Silver Gulch, 2 juillet.
Mère! Il est parti! Parti sans laisser aucun indice. Sa trace était refroidie à mon arrivée; je n'ai pu la retrouver. Je me lève aujourd'hui pour la première fois depuis cet événement. Mon Dieu! comme je voudrais avoir quelques années de plus pour mieux supporter les émotions. Tout le monde croit qu'il est parti pour l'Ouest; aussi vais-je me mettre en route ce soir; je gagnerai en voiture la gare la plus voisine à deux ou trois heures d'ici; je ne sais pas bien où je vais, mais je ne puis plus tenir en place; l'inaction en ce moment me met à la torture.
Bien entendu, il se cache sous un faux nom et un nouveau déguisement. Ceci me fait supposer que j'aurai peut-être à parcourir le monde entier pour le trouver! C'est du moins ce que je crois. Voyez-vous, mère! le Juif errant, en ce moment: c'est moi. Quelle ironie! Et dire que nous avions réservé « ce rôle à un autre » !

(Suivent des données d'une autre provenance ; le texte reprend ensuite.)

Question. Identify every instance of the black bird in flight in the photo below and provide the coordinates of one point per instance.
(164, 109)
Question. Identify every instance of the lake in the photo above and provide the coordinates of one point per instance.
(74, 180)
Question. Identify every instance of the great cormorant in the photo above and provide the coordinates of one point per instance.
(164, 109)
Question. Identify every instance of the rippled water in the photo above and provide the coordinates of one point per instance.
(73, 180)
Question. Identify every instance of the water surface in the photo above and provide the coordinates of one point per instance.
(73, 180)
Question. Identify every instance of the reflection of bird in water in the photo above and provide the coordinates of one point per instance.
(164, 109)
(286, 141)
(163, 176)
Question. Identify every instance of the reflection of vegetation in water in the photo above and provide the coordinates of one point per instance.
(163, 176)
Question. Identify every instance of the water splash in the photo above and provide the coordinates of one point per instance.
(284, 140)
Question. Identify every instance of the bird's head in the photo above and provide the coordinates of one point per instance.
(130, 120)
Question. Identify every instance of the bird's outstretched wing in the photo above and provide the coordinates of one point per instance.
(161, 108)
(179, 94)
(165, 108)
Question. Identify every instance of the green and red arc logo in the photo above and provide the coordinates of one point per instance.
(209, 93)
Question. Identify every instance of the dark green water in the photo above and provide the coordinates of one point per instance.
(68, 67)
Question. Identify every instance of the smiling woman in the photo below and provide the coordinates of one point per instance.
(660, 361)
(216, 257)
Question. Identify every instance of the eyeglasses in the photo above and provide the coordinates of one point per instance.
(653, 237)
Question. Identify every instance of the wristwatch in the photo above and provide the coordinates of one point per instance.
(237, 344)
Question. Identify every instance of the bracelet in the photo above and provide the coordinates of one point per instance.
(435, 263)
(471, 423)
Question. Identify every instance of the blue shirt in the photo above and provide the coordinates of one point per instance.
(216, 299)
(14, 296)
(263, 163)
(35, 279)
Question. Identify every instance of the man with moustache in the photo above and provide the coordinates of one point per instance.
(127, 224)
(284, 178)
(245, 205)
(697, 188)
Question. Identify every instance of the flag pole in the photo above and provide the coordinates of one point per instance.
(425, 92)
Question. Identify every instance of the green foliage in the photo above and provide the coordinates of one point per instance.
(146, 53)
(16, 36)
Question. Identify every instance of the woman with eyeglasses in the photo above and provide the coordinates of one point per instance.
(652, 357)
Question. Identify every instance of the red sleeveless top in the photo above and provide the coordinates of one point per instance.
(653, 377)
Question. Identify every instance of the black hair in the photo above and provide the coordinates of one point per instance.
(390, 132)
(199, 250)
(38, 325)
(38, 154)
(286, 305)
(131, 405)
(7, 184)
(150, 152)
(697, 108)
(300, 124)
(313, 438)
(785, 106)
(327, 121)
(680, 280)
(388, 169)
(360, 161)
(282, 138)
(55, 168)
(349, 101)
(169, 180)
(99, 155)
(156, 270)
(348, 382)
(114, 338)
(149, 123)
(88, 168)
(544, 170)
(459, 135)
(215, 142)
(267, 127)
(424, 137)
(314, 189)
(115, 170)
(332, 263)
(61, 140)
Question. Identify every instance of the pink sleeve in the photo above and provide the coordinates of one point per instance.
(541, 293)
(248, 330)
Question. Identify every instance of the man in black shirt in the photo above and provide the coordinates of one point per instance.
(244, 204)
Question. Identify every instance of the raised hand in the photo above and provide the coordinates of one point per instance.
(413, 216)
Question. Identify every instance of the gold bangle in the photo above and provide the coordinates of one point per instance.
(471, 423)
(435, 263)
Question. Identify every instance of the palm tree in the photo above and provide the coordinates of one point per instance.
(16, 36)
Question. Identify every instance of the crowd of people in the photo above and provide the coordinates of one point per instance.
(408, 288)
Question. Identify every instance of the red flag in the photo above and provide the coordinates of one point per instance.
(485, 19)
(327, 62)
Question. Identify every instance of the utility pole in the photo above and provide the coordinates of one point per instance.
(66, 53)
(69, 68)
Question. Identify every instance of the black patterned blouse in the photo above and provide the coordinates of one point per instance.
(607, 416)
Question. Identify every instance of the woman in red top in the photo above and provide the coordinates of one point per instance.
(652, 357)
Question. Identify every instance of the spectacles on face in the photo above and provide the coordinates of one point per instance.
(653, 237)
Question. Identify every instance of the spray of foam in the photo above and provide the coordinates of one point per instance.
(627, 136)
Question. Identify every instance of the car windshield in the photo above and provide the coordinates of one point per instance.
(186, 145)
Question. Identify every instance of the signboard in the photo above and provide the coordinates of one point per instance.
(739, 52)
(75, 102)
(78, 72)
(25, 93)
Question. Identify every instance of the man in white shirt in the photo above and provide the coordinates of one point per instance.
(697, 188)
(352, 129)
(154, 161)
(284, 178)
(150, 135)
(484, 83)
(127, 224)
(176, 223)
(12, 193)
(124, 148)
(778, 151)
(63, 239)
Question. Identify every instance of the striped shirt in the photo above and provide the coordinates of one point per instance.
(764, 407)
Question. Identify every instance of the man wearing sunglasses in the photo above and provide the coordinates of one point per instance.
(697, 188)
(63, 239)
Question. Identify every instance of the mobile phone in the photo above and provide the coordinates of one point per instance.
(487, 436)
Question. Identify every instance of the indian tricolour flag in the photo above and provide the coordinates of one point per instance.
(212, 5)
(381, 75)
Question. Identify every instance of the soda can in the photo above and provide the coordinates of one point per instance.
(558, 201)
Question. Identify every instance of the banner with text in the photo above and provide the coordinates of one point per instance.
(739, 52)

Toutes ces difficultés seraient aplanies si je pouvais placarder une nouvelle affiche. Mais je me sens incapable de trouver dans mon cerveau un procédé qui n'effraye pas le pauvre fugitif. Ma tête est prête à éclater. J'avais songé à cette affiche :
« Si le Monsieur qui a dernièrement acheté une mine à Mexico et en a vendu une à Denver veut bien donner son adresse » (mais à qui la donner ?) « il lui sera expliqué comment il y a eu méprise à son sujet; on lui fera des excuses et on réparera le tort qui lui a été causé en l'indemnisant aussi largement que possible. »

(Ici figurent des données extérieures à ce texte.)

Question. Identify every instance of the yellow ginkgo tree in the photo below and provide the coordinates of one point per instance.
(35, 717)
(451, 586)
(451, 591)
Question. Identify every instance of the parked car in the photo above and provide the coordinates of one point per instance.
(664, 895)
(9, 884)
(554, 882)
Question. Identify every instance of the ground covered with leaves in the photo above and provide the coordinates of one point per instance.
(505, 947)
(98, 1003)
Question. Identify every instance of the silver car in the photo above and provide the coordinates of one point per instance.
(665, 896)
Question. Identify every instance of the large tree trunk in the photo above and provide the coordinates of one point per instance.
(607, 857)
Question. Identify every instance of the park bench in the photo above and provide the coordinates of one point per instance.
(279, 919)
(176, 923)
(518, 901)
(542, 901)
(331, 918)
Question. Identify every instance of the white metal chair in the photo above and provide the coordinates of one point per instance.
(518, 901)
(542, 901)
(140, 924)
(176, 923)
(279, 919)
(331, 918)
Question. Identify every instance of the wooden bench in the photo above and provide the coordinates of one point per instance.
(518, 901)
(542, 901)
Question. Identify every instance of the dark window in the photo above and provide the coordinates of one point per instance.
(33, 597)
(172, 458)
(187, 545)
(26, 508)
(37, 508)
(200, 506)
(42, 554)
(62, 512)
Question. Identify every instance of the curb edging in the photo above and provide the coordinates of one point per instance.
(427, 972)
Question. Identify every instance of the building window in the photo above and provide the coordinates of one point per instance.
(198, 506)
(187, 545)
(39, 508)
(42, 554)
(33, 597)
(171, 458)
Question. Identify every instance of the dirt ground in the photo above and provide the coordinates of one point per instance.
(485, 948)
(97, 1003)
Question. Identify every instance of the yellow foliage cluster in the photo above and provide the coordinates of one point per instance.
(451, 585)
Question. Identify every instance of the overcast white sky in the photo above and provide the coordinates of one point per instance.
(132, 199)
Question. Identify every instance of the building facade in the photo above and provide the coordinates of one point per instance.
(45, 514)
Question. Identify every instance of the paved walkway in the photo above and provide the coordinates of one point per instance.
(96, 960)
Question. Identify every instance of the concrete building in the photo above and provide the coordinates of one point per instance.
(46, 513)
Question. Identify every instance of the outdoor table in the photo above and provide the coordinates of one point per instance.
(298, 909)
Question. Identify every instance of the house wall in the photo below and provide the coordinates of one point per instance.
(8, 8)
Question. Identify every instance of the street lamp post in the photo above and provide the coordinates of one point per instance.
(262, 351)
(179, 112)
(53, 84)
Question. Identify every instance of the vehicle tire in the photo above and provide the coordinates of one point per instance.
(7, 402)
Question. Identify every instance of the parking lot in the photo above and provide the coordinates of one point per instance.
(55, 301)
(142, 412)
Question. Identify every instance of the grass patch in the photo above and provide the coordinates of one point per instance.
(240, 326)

Mais comprenez-vous la difficulté? Il croira à un piège; c'est tout naturel, d'ailleurs! Je pourrais encore écrire: « Il est maintenant avéré que la personne recherchée n'est pas celle qu'on a trouvée; il existait une similitude de nom; mais il y a eu échange pour des raisons spéciales. » Cela pourrait-il aller? Je crains que les soupçons des gens de Denver ne soient éveillés. Ils ne manqueront pas de dire en se rappelant les particularités de son départ: Pourquoi s'est-il enfui s'il n'était pas coupable? Si je ne réussis pas à le trouver, il sera perdu dans l'estime des gens de Denver qui le portent très haut. Vous qui avez plus d'expérience et d'imagination que moi, venez à mon aide, ma chère mère !
Je n'ai qu'une clef, une clef unique, je connais son écriture; s'il inscrit son nouveau nom sur un registre d'hôtel sans prendre le soin de la contrefaire très bien, je pourrai la reconnaître, mais il faut pour cela que le hasard me fasse rencontrer le fugitif.
San-Francisco, 28 juin 1898.
Vous savez avec quel soin j'ai fouillé tous les États du Colorado au Pacifique, et comment j'ai failli toucher au but. Eh bien! je viens encore d'éprouver un nouvel échec et cela pas plus tard qu'hier. J'avais retrouvé dans la rue sa trace encore chaude qui me conduisit vers un hôtel de second ordre. Je me suis trompé; j'ai dû suivre le contre-pied; les chiens le font bien! Mais je ne possède malheureusement qu'une partie des instincts du chien, et souvent je me laisse induire en erreur par mes facultés d'homme. Il a quitté cet hôtel depuis dix jours, m'a-t-on dit. Je sais maintenant qu'il ne séjourne plus nulle part depuis les six ou huit derniers mois, qu'il est pris d'un grand besoin de mouvement et ne peut plus rester tranquille. Je partage ce sentiment et sais combien il est pénible! Il continue à porter le nom qu'il avait inscrit au moment où j'étais si près de le pincer, il y a neuf mois: « James Walker »; c'est aussi celui qu'il avait adopté en fuyant Silver Gulch. Il ne fait pas d'effort d'imagination et a décidément peu de goût pour les noms de fantaisie. Il m'a été facile de reconnaître son écriture très légèrement déguisée.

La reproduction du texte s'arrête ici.